Differentiating Equation \(\ref{20.4}\) with respect to \(c_1\) (via the product rule of differentiation) gives
\[\dfrac{\partial E}{\partial c_1}(c_1^2 S_{11} + 2c_1c_2 S_{12} + c_2^2 S_{22}) + E(2c_1 S_{11} + 2c_2 S_{12}) = 2c_1 H_{11} + 2c_2 H_{12} \label{20.6}\]
Differentiating Equation \(\ref{20.4}\) with respect to \(c_2\) gives
\[\dfrac{\partial E}{\partial c_2}(c_1^2 S_{11} + 2c_1c_2 S_{12} + c_2^2 S_{22}) + E(2c_1 S_{12} + 2c_2 S_{22}) = 2c_1 H_{12} + 2c_2 H_{22} \label{20.7}\]
Because
\[\dfrac{\partial E}{\partial c_1} = \dfrac{\partial E}{\partial c_2} = 0 \label{20.8}\]

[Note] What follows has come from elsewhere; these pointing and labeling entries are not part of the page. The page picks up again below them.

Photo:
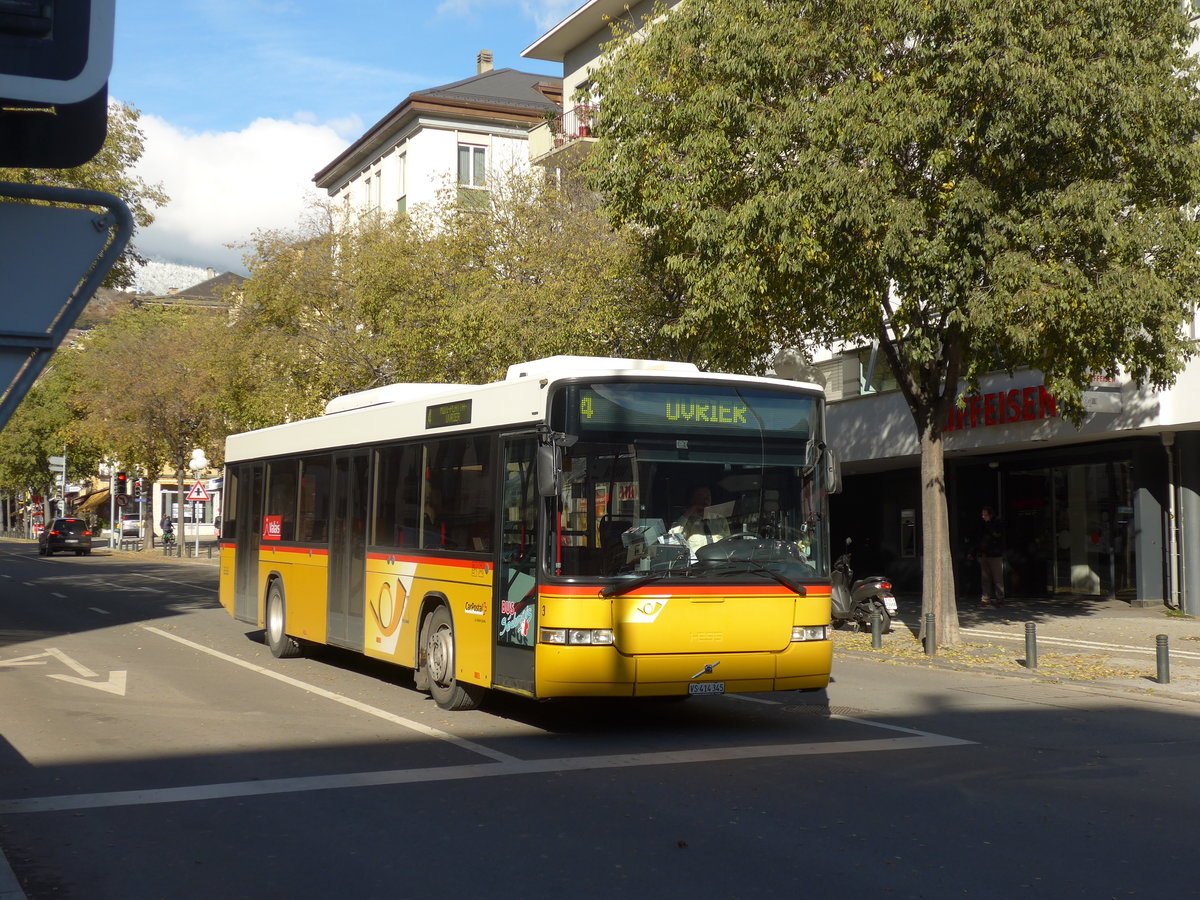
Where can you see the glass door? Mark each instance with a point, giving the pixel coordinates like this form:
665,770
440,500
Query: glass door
516,583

the first term on the left hand side of both equations is zero, leaving us with
\[\begin{array}{rcl} E(2c_1 S_{11} + 2c_2 S_{12}) & = & 2c_1 H_{11} + 2c_2 H_{12} \\ E(2c_1 S_{12} + 2c_2 S_{22}) & = & 2c_1 H_{12} + 2c_2 H_{22} \end{array} \label{20.9}\]
These are normally rewritten slightly, in the form
\[\begin{array}{rcl} c_1(H_{11} - ES_{11}) + c_2(H_{12} -ES_{12}) & = & 0 \\ c_1(H_{12} - ES_{12}) + c_2(H_{22} - ES_{22}) & = & 0 \end{array} \label{20.10}\]

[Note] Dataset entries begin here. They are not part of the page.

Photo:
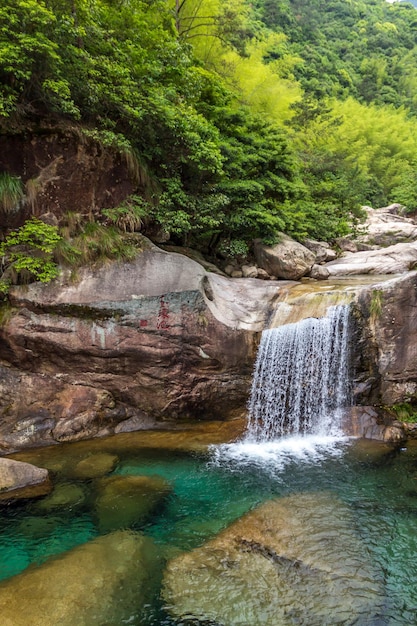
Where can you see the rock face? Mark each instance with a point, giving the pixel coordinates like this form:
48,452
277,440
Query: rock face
62,172
22,480
389,313
387,226
155,339
101,582
288,259
279,564
396,259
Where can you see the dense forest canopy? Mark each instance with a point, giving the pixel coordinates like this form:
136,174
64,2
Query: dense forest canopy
243,118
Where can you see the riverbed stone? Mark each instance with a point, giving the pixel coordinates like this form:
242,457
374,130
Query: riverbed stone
95,466
22,480
104,581
279,564
319,272
65,495
126,501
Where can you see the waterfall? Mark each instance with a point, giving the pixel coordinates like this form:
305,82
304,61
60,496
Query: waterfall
301,378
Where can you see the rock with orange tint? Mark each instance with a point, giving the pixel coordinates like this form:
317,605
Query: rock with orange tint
296,560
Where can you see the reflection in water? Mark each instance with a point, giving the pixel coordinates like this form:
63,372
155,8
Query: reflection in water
376,482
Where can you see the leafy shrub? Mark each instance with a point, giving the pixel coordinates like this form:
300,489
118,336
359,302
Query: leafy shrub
28,254
11,192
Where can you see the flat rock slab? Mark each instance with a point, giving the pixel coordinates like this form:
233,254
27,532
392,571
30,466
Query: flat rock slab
125,501
296,560
101,582
22,480
396,259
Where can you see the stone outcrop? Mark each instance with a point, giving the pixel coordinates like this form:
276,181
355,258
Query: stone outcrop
389,340
101,582
387,226
288,259
126,501
63,171
279,564
396,259
127,346
22,480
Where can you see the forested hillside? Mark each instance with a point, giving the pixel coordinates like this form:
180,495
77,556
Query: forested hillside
241,119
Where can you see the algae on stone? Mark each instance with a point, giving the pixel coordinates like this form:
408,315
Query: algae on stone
126,501
102,582
295,560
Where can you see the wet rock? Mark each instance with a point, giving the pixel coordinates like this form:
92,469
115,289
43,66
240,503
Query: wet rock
262,274
95,466
249,271
318,272
389,311
101,582
288,259
387,226
22,480
395,259
321,249
158,338
279,564
66,495
125,501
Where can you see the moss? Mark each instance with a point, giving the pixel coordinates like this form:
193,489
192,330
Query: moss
375,306
6,312
405,412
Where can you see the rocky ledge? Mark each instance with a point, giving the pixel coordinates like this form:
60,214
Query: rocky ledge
128,346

Equations \(\ref{20.10}\) are known as the secular equations and are the set of equations we need to solve to determine \(c_1\), \(c_2\), and \(E\). In the general case (derived in the Appendix), when our wavefunction is a linear combination of \(N\) SALCs (i.e. \(\Psi = \Sigma_{i=1}^N c_i\phi_i\)) we get \(N\) equations in \(N\) unknowns, with the \(k^{th}\) equation given by
\[\sum_{i=1}^N c_i(H_{ki} - ES_{ki}) = 0 \label{20.11}\]

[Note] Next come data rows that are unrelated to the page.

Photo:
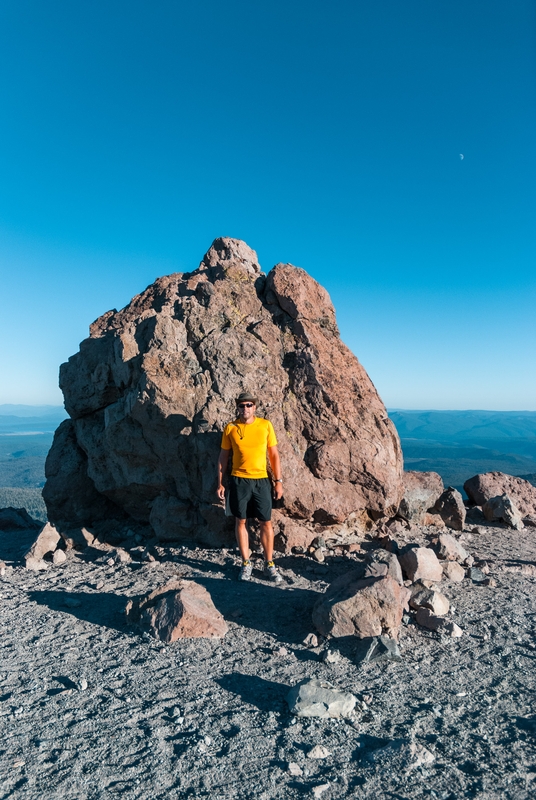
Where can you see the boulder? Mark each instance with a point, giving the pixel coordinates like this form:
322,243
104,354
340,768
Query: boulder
421,563
451,508
45,545
421,491
153,386
362,607
180,609
316,698
381,562
481,488
502,509
449,549
15,519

Note that we can use any basis functions we like together with the linear variation method described here to construct approximate molecular orbitals and determine their energies, but choosing to use SALCs simplifies things considerably when the number of basis functions is large. An arbitrary set of \(N\) basis functions leads to a set of \(N\) equations in \(N\) unknowns, which must be solved simultaneously. Converting the basis into a set of SALCs separates the equations into several smaller sets of secular equations, one for each irreducible representation, which can be solved independently. It is usually easier to solve several sets of secular equations of lower dimensionality than one set of higher dimensionality.